Também como uma reação direta ao apelo comercial das bandas do emergente Punk Rock, os nomes que compunham a NWOBHM adotavam uma estética visual distante da temática Hippie e mais próxima de vestuário urbano, o que popularizou o uso do jeans, dos t-shirts de bandas e de um estereotipo de rebeldes sobre motocicletas. Musicalmente, a presença de power chords como base para frases agudas de uma outra guitarra, um andamento mais rápido propiciado por um uso constante de pedais duplos na bateria, vocais mais líricos e poderosos e uma experimentação mais abrangente quanto á timbres e distorções caracterizavam o movimento. Talvez por seu estardalhaço inicial, a NWOBHM não durou mais que meia década, tendo a maioria das bandas rotuladas como tal lançado apenas um single, enquanto as remanescentes tenderam para o Speed Metal ou círculos mais extremos (posteriormente, veríamos o surgimento do Thrash Metal). Exatamente no caminho contrário aos sobreviventes da efêmera NWOBHM, surgiam dois ícones do Doom Metal, o Pagan Altar e o Witchfinder General.
Com fortes influências de Black Sabbath, o Witchfinder General tentou em seu breve período de atividade (1979 – 1983, praticamente o mesmo da NWOBHM) conciliar a sonoridade setentista com os parâmetros contemporâneos à sua época, soando brilhante em suas demos e arrastando-se de seu debut em diante. Em contraponto, o Pagan Altar desenvolvia sua sonoridade afastada do Heavy Metal mainstream até a década de oitenta, quando sua sonoridade projetou-se como algo distorcido, pesado e épico, de temática relativa ao ocultismo.

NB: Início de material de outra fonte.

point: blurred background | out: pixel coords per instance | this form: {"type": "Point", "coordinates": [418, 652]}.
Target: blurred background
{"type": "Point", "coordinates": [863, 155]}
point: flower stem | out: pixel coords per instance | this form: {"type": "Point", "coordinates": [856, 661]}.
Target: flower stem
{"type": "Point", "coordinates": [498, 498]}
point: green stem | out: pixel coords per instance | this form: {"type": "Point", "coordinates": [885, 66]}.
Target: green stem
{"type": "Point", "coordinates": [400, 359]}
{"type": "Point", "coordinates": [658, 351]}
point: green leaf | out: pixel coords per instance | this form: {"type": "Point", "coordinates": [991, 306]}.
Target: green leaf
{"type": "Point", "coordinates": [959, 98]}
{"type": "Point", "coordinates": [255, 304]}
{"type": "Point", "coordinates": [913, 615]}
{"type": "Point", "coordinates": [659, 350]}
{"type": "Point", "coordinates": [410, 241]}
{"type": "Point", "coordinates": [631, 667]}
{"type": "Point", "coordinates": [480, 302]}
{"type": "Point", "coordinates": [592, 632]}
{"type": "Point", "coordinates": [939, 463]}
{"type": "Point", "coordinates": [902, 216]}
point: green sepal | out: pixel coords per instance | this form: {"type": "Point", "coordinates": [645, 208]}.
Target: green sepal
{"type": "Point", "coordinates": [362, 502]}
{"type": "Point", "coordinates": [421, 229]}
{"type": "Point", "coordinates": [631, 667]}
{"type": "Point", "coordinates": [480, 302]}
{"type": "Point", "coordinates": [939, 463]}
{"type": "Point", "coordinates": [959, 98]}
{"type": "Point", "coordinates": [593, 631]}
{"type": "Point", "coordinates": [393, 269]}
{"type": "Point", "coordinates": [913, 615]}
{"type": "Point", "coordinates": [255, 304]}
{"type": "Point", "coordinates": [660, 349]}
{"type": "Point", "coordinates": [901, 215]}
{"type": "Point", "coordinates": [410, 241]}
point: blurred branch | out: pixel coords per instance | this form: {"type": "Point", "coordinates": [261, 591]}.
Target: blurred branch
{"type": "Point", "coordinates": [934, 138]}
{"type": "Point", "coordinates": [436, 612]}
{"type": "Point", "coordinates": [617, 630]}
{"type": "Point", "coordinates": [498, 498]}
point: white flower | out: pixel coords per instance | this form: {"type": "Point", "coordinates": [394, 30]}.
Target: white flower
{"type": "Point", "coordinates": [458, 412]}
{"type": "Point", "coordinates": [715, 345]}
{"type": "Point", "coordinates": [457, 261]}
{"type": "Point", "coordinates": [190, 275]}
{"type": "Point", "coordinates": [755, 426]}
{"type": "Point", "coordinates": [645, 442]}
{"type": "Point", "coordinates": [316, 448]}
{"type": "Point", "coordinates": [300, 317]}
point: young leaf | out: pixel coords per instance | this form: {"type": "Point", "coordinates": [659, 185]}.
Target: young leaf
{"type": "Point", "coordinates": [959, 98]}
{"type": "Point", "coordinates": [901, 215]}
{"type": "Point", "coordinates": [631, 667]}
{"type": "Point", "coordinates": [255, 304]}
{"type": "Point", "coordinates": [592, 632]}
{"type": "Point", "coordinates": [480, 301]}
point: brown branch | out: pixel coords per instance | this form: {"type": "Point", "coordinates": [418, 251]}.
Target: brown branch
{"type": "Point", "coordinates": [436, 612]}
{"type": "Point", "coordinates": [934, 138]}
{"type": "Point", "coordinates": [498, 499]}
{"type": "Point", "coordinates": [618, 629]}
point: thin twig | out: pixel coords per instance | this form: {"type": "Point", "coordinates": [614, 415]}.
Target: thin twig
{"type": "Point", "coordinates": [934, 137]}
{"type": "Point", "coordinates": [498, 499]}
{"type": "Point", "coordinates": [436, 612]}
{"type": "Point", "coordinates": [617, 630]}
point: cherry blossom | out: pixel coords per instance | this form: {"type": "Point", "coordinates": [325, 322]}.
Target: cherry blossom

Witchfinder General - Zeeb Parks, Phil Cope, Zak Bajjon e Kid Nimble
Na mesma época, porém nos EUA, surgia o Trouble, com um Heavy Metal também fortemente influenciado pelo Black Sabbath, de andamentos lentos, com riffs pesados e cadenciados, porém voltados a uma temática religiosa dentro do imaginário cristão, algo tecnicamente inovador no subgênero, salvo ás tentativas omissas de redenção do Black Sabbath em Master Of Reality.
Ainda nos Estados Unidos, o The Obsessed surgia com sua música cadenciada, soturna e má, projetando o genial Scott "Wino" Weinrich a assumir os vocais de outra lendária banda, o Saint Vitus. Ambas incorporaram a sintetização da música setentista, com o Heavy Metal da década de oitenta, o Stoner e o Sludge, às reminiscências do Punk e do Hard Core, principalmente relativas à The Dictators, do não menos renomado Ross The Boss. Esse encaminhamento deveu-se notoriamente às intenções de Wino em relação ao som que queria executar nas bandas que integrava.
Scott "Wino" Weinrich
Voltando a Europa, em 1981, na Suécia, o Mercy surgia com uma sonoridade que aliava a velocidade dos pedais duplos aos riffs pesados e arrastados, com vocais de impostação aguda e poderosa, seguindo uma linha entre o Doom Metal Tradicional e o Speed Metal, com uma temática de morte, magia negra e satanismo, contando posteriormente com a adição de Messiah Marcolin ao line up, assumindo os vocais em 1984. Na mesma época, o Nemesis era fundado pelo baixista Lief Edling, com evidentes influências do Black Sabbath, num Heavy Metal arrastado, sombrio, pesado e distorcido. O projeto durou apenas dois anos, sendo encerrado em 1983, para dar origem à lenda Candlemass, que em 1987, com o antigo vocalista da Mercy, Messiah Marcolin, lança o álbum Nightfall, sucessor do seminal Epicus Doomicus Metallicus.